Pilot: Anlaşıldı, biz 05'e devam ederiz. Bir an önce iniş olursa memnun olacağız. Trafikle ilgili bir durum olursa bilginizi bekliyoruz.

Kontrolör: Anlaşıldı, ben yaklaştığınız zaman tekrar sürekli bilgilendirme yapacağım. Pozisyonunu vermeye çalışacağım.

PİST IŞIKLARI YAKTIRILDI

Polis, kuledeki darbeci askerleri temizledikten sonra uçağa havalimanı kontrol altında bilgisi ulaştırıldı. Pist ışıkları yakıldı. Bu tür durumlar için G450 tipi uçakta EVS olarak adlandırılan Geliştirilmiş Görüş Sistemi bulunuyordu. Uçağın burnundaki kameradan kızılötesi görüntü pilotun önündeki ekrana aktarılıyor, ışık bir anda kapatılsa bile pist görüntüsü verilebiliyordu.

Uçak, kuzey-güney yönündeki 17/35 pistine indi, ardından Genel Havacılık Apronu’na doğru döndü. Apronun yer emniyeti de polis özel harekât tarafından alınmıştı. Uçak apronda park ettikten sonra F-16’lar Boğaz’dan Atatürk Havalimanı’na geldi. Alçaktan ve ses hızını aşarak uçtular. F-16’ların arkasından ses hızı aşıldığı için ‘sonicboom’ denilen patlama sesleri geliyordu.
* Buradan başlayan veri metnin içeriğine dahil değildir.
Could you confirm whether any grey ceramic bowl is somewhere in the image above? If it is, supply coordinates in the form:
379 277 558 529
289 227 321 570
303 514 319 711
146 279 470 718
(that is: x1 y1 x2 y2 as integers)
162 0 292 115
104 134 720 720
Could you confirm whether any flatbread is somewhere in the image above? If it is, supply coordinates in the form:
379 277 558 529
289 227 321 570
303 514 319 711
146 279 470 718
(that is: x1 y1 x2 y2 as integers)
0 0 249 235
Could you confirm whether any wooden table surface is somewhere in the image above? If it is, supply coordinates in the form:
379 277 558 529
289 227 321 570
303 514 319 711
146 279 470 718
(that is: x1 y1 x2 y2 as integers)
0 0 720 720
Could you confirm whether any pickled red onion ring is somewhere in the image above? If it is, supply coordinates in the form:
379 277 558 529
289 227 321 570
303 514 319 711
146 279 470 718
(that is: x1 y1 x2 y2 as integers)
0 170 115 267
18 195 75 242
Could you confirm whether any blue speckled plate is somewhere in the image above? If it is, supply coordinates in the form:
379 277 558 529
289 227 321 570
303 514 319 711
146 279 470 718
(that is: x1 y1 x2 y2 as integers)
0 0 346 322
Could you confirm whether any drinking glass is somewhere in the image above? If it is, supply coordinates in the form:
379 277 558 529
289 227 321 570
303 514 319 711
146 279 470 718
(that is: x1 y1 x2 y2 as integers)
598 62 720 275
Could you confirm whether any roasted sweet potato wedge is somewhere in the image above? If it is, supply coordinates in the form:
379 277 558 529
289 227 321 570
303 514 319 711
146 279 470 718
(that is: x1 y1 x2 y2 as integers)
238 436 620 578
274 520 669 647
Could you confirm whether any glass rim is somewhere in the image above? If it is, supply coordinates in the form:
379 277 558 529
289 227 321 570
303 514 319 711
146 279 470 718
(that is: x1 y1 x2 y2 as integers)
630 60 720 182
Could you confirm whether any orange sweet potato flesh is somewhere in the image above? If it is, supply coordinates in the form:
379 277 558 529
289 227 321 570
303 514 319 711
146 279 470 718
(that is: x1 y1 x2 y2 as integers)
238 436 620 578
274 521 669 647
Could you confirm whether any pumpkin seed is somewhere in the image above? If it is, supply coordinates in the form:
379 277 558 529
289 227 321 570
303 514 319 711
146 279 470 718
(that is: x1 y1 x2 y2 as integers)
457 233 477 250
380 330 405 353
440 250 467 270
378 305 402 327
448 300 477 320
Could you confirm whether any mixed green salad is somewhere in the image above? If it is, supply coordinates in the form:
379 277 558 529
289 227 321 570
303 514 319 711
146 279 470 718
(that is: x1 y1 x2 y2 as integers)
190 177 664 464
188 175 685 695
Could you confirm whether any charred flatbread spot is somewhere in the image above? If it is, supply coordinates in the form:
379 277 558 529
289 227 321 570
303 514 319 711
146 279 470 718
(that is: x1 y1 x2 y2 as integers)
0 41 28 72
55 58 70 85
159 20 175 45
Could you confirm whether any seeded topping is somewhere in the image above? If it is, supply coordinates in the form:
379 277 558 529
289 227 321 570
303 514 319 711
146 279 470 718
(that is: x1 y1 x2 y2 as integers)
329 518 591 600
Genel havacılık bölgesindeki bazı hangarların bu patlama ile camları kırıldı.

O PİLOT THY’DEN AYRILDI

Barış Yurtseven, Anadolu Üniversitesi Sivil Havacılık Pilotaj Bölümü’nü bitirdikten sonra Türk Hava Yolları’na girmişti. İki yıl Boeing 737 uçaklarında ikinci pilot olarak uçtu. Sonrasında VIP uçaklarına tayini çıktı. Gulfstream tipi uçaklarda görev yapmaya başladı. Kaptanlık süresi geldiğinde VIP uçuşlarının normal havayolu uçuşlarına göre daha az olması nedeniyle henüz yeterli uçuş saatine ulaşamamıştı. Tekrar yolcu uçaklarına döndü. Saatlerini tamamladı. Sonra da kaptanlık yapmak üzere VIP uçaklarına döndü. O gecede Cumhurbaşkanı Erdoğan’ı uçuruyordu.

THY’de 20 yıldır görev yapan Yurtseven’in geçtiğimiz şubat ayında o gece ile ilgili incelemeler,soruşturmalar tamamlanarak şirketle ilgisi kesildi. İddiaya göre, uçağının transponder’ını açık bırakan Yurtseven, THY’nin yaptığı güvenlik sorgulamasına da takıldı. Bank Asya’ya para yatırdığı tespit edildi. Kaptan pilot savunmasında bu parayı çocuğunun okul ödemesi için açılan hesaba yatırdığını, FETÖ ile bağlantısının olmadığını söyledi. Bir FETÖ bağlantısı konusunda bir sonuç çıkmadı.

Özel bir havayolu şirketine giren Barış Yurtseven, yeni görev yapacağı uçak için eğitim alıyor.